I figured with SCR (short circuit read) ON the datanode should almost never
show high amount of block requests from the local regionservers. So my
starting point for debugging was the datanode since it was doing a ton of
I/O. The clienttrace logs helped me figure out which RS nodes were making
block requests. I hacked up a script to report which blocks are being
requested and how many times per minute. I found that some blocks were
being requested 10+ times in a minute and over 2000 times in an hour from
the same regionserver. This was causing the server to do 40+MB/s on reads
alone. That was on the higher side, the average was closer to 100 or so per
Now why did I end up in such a situation. It happened due to the fact that
I added servers to the cluster and rebalanced the cluster. At the same time
I added some drives and also removed the offending server in my setup. This
caused some of the data to not be co-located with the regionservers. Given
that major_compaction was disabled and it would not have run for a while
(atleast on some tables) these block requests would not go away. One of my
regionservers was totally overwhelmed. I made the situation worse when I
removed the server that was under heavy load with the assumption that it's
a hardware problem with the box without doing a deep dive (doh!). Given
that regionservers will be added in the future, I expect block locality to
go down till major_compaction runs. Also nodes can go down and cause this
problem. So I started thinking of probable solutions, but first some
- The surprising part was the regionservers were trying to make so many
requests for the same block in the same minute (let alone hour). Could this
happen because the original request took a few seconds and so the
regionserver re-requested ? I didn't see any fetch errors in the
regionserver logs for blocks.
- Even more strange; my heap size was at 11G and the time when this was
happening, the used heap was at 2-4G. I would have expected the heap to
grow higher than that since the blockCache should be using atleast 40% of
the available heap space.
- Another strange thing that I observed was, the block was being requested
from the same datanode every single time.

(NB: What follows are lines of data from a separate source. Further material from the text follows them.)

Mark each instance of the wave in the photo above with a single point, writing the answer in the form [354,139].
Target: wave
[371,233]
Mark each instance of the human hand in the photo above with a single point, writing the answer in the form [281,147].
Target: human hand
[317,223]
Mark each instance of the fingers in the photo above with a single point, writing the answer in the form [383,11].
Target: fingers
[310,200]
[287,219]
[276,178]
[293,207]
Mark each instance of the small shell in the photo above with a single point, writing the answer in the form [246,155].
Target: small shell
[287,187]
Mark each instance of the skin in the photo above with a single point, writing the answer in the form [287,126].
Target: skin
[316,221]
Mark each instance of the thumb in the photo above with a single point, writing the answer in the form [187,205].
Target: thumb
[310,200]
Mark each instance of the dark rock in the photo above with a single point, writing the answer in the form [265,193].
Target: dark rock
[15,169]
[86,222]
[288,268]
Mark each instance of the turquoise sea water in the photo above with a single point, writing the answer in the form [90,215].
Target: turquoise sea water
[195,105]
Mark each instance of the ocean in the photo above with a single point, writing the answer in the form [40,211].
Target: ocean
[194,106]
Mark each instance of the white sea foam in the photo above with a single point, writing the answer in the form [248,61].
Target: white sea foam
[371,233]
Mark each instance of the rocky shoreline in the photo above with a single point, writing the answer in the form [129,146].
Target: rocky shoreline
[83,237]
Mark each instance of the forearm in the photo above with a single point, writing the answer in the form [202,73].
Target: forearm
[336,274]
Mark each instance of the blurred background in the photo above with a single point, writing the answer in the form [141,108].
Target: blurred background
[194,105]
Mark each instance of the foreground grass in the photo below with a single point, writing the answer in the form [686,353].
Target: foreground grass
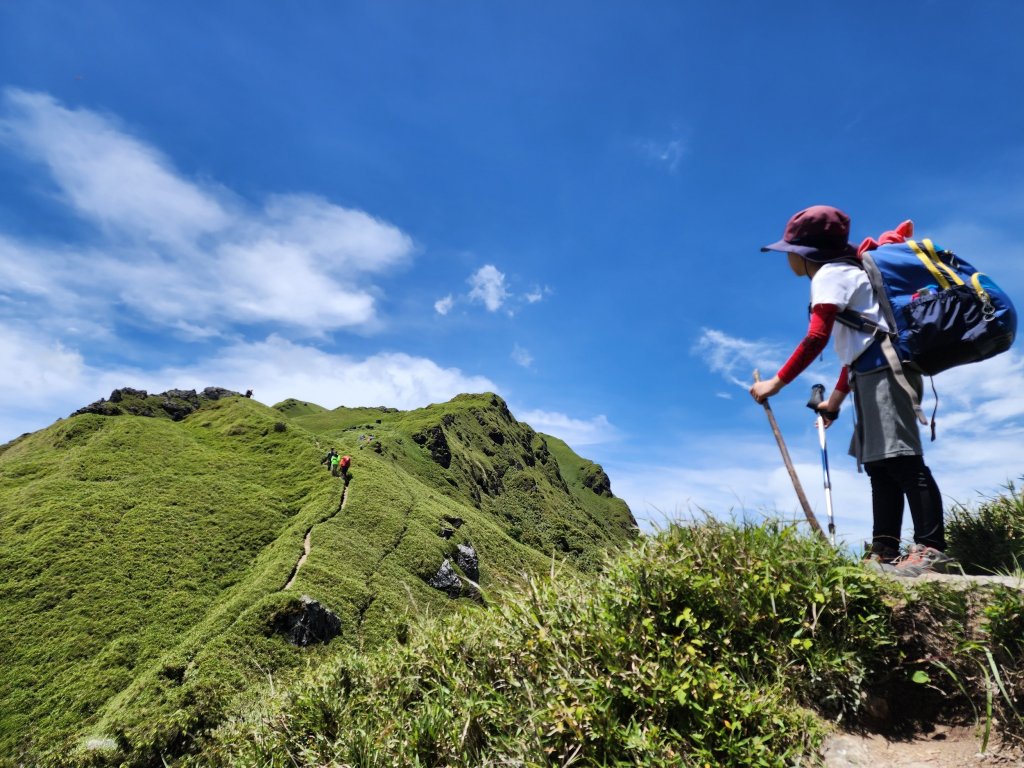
[701,646]
[711,645]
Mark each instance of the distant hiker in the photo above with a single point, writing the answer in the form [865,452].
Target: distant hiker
[886,439]
[330,460]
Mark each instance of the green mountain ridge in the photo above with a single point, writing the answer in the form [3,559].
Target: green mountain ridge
[148,539]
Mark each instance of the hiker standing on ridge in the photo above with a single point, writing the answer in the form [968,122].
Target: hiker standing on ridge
[330,460]
[886,439]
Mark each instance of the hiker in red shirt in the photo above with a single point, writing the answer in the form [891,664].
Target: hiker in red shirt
[886,439]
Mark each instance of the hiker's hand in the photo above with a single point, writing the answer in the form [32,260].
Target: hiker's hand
[762,390]
[828,416]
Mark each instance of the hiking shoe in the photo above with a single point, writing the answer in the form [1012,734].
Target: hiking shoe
[921,559]
[879,561]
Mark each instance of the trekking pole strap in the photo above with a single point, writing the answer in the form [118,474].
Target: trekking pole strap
[897,368]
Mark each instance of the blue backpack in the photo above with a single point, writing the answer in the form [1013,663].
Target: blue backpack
[942,312]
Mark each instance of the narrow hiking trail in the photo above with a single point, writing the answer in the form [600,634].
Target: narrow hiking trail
[307,542]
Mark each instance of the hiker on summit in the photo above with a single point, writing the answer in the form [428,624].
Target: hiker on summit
[331,460]
[886,439]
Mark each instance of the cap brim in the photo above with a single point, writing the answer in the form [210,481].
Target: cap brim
[809,252]
[785,247]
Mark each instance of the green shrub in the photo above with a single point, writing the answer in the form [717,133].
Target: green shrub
[705,645]
[990,538]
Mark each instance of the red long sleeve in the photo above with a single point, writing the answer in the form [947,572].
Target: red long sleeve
[818,331]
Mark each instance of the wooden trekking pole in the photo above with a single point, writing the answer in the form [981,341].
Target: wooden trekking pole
[808,512]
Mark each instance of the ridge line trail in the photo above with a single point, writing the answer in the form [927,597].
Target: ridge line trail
[307,542]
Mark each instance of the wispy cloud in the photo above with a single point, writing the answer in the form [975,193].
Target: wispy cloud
[573,431]
[521,356]
[487,287]
[666,154]
[443,306]
[735,358]
[52,379]
[167,248]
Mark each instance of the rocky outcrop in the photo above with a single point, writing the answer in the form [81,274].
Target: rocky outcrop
[176,403]
[446,580]
[434,440]
[595,478]
[306,622]
[466,558]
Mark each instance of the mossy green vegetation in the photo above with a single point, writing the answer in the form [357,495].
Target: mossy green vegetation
[146,544]
[705,645]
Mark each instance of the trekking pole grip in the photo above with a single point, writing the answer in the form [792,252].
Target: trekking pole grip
[817,397]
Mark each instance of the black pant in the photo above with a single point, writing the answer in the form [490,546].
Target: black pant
[892,480]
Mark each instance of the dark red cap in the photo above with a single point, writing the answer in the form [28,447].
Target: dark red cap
[818,233]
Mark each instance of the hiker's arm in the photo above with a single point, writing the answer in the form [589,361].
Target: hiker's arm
[818,332]
[835,401]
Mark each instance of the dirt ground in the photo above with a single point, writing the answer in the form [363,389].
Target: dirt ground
[943,748]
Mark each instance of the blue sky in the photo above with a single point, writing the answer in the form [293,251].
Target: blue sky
[389,203]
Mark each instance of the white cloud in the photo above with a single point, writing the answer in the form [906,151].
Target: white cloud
[666,154]
[107,175]
[52,380]
[443,306]
[572,431]
[182,254]
[487,286]
[521,356]
[537,295]
[736,358]
[276,369]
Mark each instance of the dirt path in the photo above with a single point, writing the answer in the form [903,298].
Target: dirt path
[944,748]
[307,542]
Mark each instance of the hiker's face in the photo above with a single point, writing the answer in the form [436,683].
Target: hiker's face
[797,264]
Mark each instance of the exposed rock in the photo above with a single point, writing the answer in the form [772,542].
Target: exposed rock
[446,580]
[466,558]
[215,393]
[595,478]
[306,622]
[177,410]
[100,407]
[177,403]
[119,394]
[434,440]
[183,394]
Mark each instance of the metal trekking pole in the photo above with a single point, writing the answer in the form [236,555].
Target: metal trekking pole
[808,512]
[817,396]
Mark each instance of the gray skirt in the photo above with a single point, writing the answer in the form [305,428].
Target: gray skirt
[886,423]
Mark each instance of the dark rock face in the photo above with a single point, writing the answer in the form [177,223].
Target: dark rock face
[596,479]
[119,394]
[446,580]
[433,439]
[215,393]
[175,402]
[99,407]
[466,558]
[306,623]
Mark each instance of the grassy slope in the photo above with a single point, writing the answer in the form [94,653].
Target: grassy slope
[706,645]
[144,558]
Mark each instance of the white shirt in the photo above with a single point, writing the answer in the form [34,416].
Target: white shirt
[847,287]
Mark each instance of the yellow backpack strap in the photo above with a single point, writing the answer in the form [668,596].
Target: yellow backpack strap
[930,249]
[931,265]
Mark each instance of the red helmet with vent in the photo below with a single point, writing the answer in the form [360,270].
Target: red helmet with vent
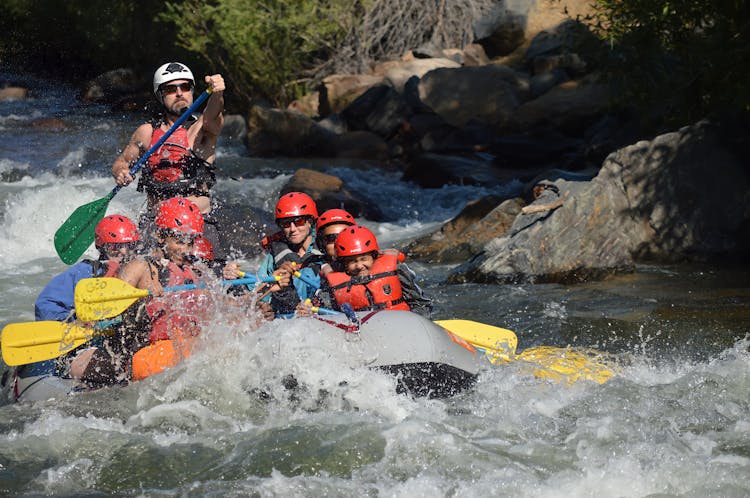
[296,204]
[334,217]
[115,229]
[203,249]
[354,241]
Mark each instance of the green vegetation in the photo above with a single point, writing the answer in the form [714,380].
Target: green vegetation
[677,60]
[267,49]
[77,40]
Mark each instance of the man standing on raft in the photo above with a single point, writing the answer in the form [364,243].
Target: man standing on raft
[184,165]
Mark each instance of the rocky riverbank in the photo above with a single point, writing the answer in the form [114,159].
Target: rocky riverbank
[523,102]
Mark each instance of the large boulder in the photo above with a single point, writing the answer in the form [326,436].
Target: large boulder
[113,86]
[381,110]
[659,200]
[570,107]
[339,90]
[397,73]
[488,93]
[13,93]
[329,192]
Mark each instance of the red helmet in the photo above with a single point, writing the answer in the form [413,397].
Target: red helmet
[334,217]
[354,241]
[203,249]
[115,229]
[181,215]
[296,204]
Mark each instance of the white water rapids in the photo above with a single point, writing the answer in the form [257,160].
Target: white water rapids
[674,421]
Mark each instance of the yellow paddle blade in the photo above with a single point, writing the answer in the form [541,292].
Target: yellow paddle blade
[24,343]
[567,364]
[498,343]
[104,297]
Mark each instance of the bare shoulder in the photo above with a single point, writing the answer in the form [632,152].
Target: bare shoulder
[133,271]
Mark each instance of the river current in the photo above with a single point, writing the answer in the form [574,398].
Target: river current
[674,421]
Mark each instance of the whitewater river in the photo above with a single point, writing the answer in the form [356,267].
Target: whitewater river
[674,421]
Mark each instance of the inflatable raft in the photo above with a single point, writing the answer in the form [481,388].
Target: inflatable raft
[427,359]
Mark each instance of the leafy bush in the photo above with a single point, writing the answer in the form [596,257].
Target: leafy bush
[76,40]
[265,49]
[679,60]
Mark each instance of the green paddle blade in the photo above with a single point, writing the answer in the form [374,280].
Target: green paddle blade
[569,365]
[77,233]
[24,343]
[104,297]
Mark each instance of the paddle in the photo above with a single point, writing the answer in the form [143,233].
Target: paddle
[24,343]
[496,342]
[106,297]
[77,232]
[559,364]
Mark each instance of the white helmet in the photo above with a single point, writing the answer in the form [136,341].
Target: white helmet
[169,72]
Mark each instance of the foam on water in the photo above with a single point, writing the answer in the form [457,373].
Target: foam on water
[39,206]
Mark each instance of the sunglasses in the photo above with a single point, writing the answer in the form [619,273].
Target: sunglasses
[330,238]
[181,238]
[119,246]
[169,89]
[298,222]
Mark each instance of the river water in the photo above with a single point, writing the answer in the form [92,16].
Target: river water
[674,421]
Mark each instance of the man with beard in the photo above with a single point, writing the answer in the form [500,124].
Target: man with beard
[184,165]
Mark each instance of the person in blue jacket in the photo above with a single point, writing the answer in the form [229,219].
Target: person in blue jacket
[293,249]
[115,237]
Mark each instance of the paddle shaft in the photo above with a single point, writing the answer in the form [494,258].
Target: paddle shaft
[76,233]
[188,112]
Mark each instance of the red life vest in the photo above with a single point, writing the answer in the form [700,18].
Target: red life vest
[169,314]
[168,162]
[379,290]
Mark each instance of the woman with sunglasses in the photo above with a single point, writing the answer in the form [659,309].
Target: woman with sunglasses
[184,165]
[292,249]
[178,223]
[115,237]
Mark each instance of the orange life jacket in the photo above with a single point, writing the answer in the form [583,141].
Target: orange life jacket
[379,290]
[167,163]
[159,356]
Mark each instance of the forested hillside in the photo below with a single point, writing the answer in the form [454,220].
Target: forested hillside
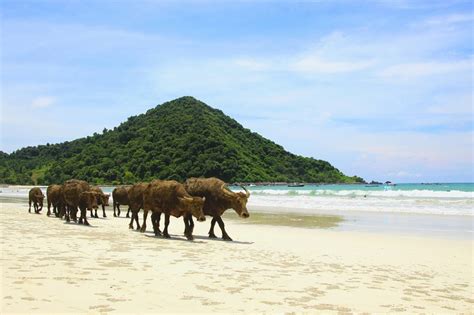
[176,140]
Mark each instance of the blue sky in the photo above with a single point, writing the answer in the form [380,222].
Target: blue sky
[381,89]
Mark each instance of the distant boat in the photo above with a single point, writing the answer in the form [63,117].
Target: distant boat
[295,185]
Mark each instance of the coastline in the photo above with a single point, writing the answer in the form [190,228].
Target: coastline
[50,266]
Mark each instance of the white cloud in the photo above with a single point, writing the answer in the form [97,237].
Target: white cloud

- Would it make sense to give remote blocks higher priority over the local
blocks that can be read via SCR and not let them get evicted if there is a
tie in which block to evict ?
- Should we throttle the number of outgoing requests for a block ? I am not
sure if my firewall caused some issue but I wouldn't expect multiple block
fetch requests in the same minute. I did see a few RST packets getting
dropped at the firewall but I wasn't able to trace the problem was due to
- We have 3 replicas available, shouldn't we request from the other
datanode if one might take a lot of time ? The amount of time it took to
read a block went up when the box was under heavy load, yet the re-requests
were going to the same one. Is this something that is available on the
DFSClient and can we exploit it ?
- Is it possible to migrate a region to a server which has higher number of
blocks available for it ? We don't need to make this automatic, but we
could provide a command that could be invoked manually to assign a region
to a specific regionserver. Thoughts ?